FermiBlding.jpgGeoff Brumfiel is at the Europhysics Conference on High Energy Physics in Grenoble, France.

Yesterday, a report on the BBC announced that the Tevatron, America’s particle collider, had seen a very faint signal that could be the Higgs particle. That would be remarkable, as it would seem to confirm announcements of a signal at the Large Hadron Collider last week.

But the claim doesn’t exactly add up. The report quoted Stefan Soldner-Rembold, spokesperson for the Tevatron’s DZero detector, as saying that something “intriguing” was happening in the area of 140 GeV. It was a peculiar thing to say because Fermilab, where the Tevatron is based, put out a press release earlier in the week saying that the machine predicted the Higgs would weigh less.

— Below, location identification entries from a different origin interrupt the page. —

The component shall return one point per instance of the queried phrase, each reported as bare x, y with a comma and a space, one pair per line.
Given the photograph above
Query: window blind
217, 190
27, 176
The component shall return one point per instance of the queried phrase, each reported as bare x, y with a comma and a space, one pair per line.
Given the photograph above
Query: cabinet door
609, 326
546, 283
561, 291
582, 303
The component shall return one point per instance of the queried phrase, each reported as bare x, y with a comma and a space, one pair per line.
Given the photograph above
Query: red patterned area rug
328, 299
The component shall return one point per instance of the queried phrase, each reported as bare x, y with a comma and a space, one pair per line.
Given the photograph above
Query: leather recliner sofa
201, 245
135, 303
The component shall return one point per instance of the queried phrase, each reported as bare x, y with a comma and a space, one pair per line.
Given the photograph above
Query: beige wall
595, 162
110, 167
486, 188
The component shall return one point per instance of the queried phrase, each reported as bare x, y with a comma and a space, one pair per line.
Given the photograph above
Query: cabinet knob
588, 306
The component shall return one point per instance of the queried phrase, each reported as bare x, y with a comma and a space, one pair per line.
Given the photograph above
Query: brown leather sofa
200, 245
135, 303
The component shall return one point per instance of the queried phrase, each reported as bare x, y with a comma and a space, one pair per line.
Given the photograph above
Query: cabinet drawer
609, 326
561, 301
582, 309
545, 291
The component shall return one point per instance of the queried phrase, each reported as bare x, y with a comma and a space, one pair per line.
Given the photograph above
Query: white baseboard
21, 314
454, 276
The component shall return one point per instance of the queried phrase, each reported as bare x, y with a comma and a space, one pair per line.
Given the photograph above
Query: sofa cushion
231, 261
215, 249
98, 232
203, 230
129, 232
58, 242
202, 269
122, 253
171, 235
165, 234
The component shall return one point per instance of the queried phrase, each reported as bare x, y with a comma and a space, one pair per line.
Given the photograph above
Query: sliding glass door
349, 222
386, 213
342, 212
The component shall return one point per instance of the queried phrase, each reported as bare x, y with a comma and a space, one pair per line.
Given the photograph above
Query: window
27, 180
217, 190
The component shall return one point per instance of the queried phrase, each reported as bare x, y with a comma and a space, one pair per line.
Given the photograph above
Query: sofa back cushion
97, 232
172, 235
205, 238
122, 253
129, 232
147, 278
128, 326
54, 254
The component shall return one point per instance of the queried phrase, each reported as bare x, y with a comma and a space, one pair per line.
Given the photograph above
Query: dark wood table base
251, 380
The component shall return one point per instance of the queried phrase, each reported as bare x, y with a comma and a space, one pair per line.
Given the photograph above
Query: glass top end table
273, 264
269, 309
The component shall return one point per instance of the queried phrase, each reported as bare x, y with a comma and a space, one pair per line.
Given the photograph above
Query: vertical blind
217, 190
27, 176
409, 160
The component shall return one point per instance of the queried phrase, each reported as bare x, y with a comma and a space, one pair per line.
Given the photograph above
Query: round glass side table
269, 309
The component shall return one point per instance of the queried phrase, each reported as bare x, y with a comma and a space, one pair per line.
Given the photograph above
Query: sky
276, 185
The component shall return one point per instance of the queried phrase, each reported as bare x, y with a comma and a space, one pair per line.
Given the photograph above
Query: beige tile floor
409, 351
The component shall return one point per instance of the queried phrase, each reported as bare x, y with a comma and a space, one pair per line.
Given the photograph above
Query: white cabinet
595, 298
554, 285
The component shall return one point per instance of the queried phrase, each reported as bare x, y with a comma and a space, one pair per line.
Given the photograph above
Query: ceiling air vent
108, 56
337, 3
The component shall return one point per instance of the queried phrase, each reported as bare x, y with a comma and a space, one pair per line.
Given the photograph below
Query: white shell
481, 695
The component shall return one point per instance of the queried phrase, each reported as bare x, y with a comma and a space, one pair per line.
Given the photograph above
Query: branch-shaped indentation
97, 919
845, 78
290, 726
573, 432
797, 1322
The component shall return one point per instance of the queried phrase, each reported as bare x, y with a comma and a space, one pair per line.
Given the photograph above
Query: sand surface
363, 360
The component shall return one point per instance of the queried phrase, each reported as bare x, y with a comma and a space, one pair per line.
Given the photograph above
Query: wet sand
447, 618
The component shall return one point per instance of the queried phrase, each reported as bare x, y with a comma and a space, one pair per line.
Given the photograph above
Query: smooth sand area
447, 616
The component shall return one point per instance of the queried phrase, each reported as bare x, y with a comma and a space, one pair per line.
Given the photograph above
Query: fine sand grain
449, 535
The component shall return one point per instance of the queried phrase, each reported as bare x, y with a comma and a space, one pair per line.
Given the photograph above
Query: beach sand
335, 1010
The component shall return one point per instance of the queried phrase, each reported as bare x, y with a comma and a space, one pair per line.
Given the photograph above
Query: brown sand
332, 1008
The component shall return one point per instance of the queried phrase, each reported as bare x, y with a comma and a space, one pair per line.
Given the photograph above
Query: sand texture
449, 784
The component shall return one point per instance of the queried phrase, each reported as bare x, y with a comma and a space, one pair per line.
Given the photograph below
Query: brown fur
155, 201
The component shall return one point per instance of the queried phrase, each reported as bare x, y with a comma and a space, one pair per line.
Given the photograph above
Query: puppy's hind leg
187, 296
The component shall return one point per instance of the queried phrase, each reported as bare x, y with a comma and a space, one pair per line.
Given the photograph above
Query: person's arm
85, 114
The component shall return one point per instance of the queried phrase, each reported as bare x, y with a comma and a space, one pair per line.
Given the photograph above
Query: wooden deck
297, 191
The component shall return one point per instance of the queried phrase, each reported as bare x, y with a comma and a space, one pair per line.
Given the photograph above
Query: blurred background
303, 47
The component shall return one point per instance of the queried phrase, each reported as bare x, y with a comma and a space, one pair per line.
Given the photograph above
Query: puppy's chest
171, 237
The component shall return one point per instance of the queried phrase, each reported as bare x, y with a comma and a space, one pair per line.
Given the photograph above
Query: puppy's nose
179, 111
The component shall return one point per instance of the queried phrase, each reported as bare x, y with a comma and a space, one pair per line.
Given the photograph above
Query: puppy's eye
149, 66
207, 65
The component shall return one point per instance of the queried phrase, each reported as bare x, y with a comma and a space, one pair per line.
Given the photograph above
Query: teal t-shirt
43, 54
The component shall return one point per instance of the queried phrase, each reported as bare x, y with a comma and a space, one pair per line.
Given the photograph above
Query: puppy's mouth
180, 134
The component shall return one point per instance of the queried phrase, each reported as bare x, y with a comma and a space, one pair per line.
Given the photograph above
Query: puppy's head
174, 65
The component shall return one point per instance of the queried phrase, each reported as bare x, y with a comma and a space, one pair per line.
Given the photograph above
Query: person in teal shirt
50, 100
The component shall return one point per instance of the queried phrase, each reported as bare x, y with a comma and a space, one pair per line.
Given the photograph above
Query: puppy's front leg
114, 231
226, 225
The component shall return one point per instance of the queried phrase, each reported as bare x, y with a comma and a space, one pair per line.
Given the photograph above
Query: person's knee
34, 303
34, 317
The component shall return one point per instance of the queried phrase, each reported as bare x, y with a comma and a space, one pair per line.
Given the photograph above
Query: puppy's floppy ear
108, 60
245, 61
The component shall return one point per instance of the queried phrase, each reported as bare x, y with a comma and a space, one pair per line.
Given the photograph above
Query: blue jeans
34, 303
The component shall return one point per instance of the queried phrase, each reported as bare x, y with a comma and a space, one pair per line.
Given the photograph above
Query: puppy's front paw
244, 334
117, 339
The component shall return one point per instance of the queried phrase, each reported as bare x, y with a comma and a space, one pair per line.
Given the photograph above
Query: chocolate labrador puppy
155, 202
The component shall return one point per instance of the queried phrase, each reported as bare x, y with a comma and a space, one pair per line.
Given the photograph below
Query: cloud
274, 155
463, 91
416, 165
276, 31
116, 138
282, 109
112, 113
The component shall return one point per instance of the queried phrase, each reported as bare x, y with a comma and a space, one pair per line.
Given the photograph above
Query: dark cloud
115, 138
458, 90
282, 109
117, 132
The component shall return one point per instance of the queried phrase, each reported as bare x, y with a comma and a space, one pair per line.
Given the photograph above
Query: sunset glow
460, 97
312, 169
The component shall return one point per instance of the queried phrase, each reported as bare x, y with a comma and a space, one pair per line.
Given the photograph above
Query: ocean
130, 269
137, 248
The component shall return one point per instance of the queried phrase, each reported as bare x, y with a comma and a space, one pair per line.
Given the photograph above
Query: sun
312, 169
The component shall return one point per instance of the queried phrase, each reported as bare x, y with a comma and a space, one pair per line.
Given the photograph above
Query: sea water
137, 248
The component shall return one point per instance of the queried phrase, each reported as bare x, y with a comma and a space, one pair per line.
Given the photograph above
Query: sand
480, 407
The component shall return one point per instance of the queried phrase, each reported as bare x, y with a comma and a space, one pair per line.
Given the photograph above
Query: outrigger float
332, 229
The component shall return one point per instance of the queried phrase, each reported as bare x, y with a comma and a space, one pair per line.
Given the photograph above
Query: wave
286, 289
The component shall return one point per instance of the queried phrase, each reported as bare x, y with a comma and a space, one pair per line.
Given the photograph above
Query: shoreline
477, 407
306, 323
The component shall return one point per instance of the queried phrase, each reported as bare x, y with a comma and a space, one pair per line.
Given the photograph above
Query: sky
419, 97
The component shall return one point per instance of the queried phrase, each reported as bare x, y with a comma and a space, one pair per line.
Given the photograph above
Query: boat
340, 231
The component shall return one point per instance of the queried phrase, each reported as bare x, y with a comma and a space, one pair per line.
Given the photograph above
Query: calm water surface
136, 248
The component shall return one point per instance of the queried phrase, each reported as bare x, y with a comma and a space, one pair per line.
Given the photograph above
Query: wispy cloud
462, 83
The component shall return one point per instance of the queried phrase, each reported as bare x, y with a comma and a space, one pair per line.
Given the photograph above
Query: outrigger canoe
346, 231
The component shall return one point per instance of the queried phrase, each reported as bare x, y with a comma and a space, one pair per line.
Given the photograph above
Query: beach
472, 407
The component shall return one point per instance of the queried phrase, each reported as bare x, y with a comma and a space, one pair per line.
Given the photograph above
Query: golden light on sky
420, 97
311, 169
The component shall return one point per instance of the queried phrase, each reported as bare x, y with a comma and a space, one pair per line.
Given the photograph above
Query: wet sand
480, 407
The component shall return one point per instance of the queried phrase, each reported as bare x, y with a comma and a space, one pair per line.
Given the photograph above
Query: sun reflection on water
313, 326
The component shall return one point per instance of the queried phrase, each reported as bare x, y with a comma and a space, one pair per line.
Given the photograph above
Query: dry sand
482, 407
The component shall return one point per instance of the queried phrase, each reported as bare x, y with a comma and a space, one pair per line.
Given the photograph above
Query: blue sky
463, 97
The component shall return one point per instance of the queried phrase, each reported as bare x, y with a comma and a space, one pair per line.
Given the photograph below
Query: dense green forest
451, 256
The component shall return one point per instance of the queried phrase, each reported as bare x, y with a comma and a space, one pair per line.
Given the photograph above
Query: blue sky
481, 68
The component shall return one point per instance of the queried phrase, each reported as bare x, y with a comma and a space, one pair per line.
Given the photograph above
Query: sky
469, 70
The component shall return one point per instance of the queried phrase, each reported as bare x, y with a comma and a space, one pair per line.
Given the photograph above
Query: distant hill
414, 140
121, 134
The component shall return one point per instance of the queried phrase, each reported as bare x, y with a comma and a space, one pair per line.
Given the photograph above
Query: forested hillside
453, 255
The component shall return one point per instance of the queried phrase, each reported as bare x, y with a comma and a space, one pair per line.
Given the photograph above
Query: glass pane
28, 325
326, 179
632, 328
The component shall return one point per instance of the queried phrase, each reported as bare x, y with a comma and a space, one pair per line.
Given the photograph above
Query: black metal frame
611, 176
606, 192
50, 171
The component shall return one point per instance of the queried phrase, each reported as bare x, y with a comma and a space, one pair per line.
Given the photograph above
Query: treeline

What’s going on? Well, as the BBC report points out, the “signal” is only at the 1 sigma level, meaning it’s got just a 68.3% chance of being right. That’s abysmal by the standards of particle physicists, who need to be 99.9999% sure before declaring a discovery. It’s also quite a bit lower than the confidence level of the signal at the LHC, which currently stands at around 2 sigma, or 99.45%. In a nutshell, the Tevatron may have seen something, but it could just as easily have been wrong.

When I caught up to Pierre Odonne, Fermilab’s director, he declined to comment on the claim, aside from pointing out its low statistical significance. But Rob Roser, the head of Fermilab’s other main experiment CDF, was downbeat on the supposed signal; “You can call it a ‘hint’,” he says. “But I wouldn’t.”